The ability to avoid pain from acidic conditions is likely crucial for naked mole-rats, whose high-carbon dioxide environment may make their tissues unusually acidic. People, too, often experience acid buildup in their tissues, but for them, it hurts. Protons produce acute pain and contribute to inflammatory pain.
Stephen Waxman, YaleUniversity, New Haven, and Veterans Affairs Medical Center, West Haven, Connecticut, said about the study, “The sodium channel Nav1.7 has been shown to be an important player in pain signaling. This study adds a new aspect to the channel’s action, by showing that exchange of two amino acids…makes the channel more sensitive to proton block than other sodium channels. The corollary, that inflammatory pain involves a balance between depolarizing inputs from TRPV1 and ASIC channels, and acid inhibition of sodium channels, is potentially important.”
Lewin predicted that nudging mammalian sodium channels to be a bit more proton-sensitive, as in the naked mole-rat, would make neurons send fewer painful signals. Nav1.7 antagonists are being avidly pursued to treat pain, but Lewin noted that altering the channel’s sensitivity to protons, rather than blocking its activation directly, would be a new approach. (For more on targeting Nav1.7 to treat pain, see related PRF news story.)
In other work that could open up new avenues to modulating sodium channel function therapeutically, researchers are making progress in understanding the structural basis for voltage gating.
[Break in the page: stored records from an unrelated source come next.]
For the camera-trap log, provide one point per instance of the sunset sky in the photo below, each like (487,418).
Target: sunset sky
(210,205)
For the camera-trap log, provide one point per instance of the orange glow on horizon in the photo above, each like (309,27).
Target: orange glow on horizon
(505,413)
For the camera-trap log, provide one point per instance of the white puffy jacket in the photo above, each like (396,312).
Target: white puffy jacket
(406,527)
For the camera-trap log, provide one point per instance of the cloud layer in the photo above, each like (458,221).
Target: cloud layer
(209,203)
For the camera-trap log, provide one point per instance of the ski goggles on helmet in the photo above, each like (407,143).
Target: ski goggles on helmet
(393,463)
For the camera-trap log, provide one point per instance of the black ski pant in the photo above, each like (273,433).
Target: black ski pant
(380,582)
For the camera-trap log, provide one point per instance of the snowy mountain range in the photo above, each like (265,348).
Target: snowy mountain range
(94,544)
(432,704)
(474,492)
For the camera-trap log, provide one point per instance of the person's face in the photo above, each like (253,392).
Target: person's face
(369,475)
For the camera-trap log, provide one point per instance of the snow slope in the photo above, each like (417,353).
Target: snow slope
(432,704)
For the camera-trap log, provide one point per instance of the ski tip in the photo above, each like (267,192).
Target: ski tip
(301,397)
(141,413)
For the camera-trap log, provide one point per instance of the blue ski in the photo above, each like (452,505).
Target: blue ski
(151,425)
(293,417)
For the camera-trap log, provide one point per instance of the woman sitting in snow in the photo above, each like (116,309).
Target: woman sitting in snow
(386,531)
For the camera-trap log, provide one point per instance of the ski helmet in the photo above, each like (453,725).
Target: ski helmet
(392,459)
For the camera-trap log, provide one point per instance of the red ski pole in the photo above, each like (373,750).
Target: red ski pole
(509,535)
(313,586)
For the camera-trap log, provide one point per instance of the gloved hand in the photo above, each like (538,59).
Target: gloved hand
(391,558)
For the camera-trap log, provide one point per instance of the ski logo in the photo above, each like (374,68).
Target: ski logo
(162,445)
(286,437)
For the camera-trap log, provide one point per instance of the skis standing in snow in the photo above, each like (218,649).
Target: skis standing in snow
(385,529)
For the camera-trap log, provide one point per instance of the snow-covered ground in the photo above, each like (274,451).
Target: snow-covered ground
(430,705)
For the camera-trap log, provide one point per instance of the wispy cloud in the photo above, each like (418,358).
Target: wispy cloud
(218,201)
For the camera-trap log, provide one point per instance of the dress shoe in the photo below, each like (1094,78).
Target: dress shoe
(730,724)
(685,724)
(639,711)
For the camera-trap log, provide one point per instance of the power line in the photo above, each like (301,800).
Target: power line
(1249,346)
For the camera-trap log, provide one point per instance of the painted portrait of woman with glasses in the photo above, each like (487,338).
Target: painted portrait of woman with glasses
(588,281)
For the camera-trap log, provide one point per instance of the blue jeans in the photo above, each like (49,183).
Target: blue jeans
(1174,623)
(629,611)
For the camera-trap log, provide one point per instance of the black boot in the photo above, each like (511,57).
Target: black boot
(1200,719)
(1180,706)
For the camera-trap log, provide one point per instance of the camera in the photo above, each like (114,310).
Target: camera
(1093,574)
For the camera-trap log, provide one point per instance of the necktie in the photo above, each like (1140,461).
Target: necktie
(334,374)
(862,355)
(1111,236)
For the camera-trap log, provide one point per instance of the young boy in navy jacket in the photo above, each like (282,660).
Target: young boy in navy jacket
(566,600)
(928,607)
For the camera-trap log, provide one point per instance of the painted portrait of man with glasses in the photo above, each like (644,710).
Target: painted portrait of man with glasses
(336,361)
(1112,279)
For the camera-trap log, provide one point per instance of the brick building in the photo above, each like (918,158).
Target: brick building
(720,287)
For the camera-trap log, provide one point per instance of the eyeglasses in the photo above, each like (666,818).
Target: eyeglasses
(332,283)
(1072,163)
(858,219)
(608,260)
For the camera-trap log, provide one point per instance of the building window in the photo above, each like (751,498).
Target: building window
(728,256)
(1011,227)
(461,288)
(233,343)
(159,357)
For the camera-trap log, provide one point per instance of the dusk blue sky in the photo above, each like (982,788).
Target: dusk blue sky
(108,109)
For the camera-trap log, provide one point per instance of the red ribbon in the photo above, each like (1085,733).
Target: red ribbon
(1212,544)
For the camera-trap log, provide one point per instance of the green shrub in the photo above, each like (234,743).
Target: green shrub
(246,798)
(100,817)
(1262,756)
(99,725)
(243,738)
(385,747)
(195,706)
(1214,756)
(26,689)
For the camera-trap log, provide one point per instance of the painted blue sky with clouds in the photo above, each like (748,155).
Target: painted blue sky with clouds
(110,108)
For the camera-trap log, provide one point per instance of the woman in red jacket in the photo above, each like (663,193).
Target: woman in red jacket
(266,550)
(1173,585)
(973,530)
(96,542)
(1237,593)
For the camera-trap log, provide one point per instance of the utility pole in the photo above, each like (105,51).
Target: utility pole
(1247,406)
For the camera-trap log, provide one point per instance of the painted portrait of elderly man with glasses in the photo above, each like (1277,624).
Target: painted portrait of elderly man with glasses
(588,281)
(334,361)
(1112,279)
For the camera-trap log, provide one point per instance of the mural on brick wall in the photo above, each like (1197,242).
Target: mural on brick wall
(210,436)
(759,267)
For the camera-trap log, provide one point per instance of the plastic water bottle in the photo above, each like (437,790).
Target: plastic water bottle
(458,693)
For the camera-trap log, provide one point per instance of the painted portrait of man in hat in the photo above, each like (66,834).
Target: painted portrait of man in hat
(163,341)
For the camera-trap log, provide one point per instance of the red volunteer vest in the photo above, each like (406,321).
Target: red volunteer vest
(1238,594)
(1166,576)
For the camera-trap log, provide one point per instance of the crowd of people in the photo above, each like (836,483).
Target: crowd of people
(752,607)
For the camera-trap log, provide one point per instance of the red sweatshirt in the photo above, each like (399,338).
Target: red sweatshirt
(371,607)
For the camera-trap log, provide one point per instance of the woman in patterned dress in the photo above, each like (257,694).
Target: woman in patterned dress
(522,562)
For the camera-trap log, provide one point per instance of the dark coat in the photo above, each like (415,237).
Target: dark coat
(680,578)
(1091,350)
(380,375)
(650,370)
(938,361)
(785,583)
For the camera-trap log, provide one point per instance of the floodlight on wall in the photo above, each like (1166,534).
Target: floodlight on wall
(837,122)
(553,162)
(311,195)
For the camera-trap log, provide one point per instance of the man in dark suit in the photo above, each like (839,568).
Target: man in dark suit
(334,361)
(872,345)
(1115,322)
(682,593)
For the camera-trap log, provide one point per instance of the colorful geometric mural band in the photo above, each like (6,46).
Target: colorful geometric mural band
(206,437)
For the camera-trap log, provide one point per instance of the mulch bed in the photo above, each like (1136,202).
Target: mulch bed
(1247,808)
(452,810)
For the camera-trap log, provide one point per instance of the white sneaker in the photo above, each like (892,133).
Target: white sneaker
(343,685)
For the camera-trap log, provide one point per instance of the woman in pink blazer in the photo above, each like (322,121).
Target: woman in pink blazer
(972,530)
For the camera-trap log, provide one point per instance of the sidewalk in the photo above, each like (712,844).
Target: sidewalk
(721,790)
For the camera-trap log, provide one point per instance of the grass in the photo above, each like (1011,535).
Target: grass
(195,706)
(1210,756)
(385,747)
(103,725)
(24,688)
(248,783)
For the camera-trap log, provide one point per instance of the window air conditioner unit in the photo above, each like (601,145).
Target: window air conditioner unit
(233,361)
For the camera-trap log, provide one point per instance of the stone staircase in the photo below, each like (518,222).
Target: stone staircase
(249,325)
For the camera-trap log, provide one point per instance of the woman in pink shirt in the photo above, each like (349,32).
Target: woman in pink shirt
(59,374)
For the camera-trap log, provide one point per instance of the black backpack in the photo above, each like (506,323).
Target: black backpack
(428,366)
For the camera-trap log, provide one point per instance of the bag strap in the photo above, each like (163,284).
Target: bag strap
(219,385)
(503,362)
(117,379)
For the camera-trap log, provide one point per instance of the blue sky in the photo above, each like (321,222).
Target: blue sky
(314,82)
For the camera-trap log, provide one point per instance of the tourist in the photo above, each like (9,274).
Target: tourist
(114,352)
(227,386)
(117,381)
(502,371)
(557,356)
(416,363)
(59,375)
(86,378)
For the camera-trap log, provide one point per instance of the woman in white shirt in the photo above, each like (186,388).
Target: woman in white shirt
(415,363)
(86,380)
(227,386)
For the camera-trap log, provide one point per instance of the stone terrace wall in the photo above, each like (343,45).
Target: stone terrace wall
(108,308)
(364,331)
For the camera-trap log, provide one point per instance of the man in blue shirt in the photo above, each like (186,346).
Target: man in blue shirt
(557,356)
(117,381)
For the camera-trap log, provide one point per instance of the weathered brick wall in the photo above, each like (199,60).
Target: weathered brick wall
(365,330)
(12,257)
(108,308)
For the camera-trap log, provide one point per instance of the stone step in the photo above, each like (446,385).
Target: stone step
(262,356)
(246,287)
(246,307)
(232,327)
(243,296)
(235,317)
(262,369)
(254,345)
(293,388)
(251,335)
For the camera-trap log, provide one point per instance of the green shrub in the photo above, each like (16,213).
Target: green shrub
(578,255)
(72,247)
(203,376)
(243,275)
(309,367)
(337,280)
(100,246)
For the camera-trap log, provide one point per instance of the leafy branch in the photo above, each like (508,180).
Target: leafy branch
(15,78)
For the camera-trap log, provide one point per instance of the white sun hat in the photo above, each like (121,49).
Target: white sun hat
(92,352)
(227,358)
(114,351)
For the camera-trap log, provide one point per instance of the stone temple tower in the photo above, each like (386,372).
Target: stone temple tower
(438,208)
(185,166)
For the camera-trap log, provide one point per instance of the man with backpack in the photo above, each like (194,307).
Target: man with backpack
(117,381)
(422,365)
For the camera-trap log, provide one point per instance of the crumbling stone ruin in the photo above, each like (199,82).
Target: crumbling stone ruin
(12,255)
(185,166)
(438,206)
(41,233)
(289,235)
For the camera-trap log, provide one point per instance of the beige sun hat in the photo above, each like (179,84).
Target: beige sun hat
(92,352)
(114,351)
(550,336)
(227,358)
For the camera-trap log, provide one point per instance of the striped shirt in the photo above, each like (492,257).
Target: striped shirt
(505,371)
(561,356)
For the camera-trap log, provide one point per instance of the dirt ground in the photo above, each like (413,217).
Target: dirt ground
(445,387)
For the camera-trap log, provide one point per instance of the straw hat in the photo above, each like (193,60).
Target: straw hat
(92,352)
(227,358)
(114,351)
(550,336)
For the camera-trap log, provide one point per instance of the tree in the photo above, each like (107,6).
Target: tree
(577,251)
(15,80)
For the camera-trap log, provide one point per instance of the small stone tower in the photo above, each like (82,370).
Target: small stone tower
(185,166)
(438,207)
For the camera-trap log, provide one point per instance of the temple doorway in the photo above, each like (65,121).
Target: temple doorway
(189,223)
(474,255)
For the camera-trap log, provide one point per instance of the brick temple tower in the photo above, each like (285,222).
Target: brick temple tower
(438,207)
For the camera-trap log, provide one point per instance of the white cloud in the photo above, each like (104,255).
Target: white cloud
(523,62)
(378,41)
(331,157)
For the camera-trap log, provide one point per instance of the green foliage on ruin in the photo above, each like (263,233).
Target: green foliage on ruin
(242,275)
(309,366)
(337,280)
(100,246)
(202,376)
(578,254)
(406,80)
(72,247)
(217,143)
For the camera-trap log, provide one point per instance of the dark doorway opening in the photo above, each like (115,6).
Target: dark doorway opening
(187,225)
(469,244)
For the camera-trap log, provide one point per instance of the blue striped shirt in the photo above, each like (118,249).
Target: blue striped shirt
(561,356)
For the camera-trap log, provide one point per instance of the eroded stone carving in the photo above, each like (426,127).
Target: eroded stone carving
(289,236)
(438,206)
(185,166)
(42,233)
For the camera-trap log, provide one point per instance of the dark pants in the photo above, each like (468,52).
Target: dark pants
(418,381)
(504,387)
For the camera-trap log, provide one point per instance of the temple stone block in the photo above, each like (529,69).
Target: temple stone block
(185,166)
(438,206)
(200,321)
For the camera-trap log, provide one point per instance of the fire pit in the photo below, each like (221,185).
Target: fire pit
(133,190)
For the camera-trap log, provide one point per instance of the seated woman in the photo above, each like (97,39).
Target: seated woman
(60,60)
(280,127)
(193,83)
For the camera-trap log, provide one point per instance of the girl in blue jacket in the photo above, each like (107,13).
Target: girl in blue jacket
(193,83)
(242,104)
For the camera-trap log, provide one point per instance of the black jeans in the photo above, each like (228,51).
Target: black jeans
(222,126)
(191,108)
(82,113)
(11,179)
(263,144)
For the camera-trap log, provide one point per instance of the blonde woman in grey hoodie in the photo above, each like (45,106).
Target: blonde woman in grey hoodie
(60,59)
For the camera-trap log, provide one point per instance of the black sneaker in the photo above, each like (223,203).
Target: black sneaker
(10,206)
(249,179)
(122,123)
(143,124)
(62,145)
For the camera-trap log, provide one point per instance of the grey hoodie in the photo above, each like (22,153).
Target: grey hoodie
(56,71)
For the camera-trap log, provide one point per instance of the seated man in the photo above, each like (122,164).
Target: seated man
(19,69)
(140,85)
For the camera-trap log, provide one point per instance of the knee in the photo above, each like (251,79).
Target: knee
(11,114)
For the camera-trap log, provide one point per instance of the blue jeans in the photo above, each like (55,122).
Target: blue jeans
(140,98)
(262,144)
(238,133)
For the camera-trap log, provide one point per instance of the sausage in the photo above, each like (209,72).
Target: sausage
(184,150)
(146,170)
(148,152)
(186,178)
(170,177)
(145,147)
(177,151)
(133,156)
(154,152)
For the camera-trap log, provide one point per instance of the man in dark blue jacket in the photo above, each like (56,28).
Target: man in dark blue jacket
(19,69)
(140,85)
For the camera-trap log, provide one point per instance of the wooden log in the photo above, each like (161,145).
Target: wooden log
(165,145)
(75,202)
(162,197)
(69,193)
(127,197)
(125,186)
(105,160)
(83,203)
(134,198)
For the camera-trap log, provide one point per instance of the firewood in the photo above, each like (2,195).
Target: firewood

In July, a high-resolution crystal structure of a bacterial voltage-gated sodium channel was reported (see related PRF news story), and a computational model for the structural changes involved in voltage-dependent gating came out on December 12 (Yarov-Yarovoy et al., 2011, and see related video).
Besides the lack of cutaneous pain from acid and capsaicin, the naked mole-rat has other attributes of interest to pain researchers. It is tolerant to ammonia fumes (LaVinka et al., 2009), does not get itchy in response to histamine (Smith et al., 2010), and fails to develop hypersensitivity to heat in models of inflammatory pain (Park et al., 2008). Of more general interest, the rodent is a model of healthy aging: It lives for 30 years and resists cancer and other age-related diseases.
In pursuit of the underpinnings of the naked mole-rat’s hardy constitution, researchers recently sequenced its genome (Kim et al., 2011, and also see naked-mole-rat.org), a development that will enable efforts to lay bare more of this unusual rodent’s secrets to avoiding pain. At the moment, Lewin said, his group is working to track down the basis for the animal’s lack of inflammatory hypersensitivity to heat.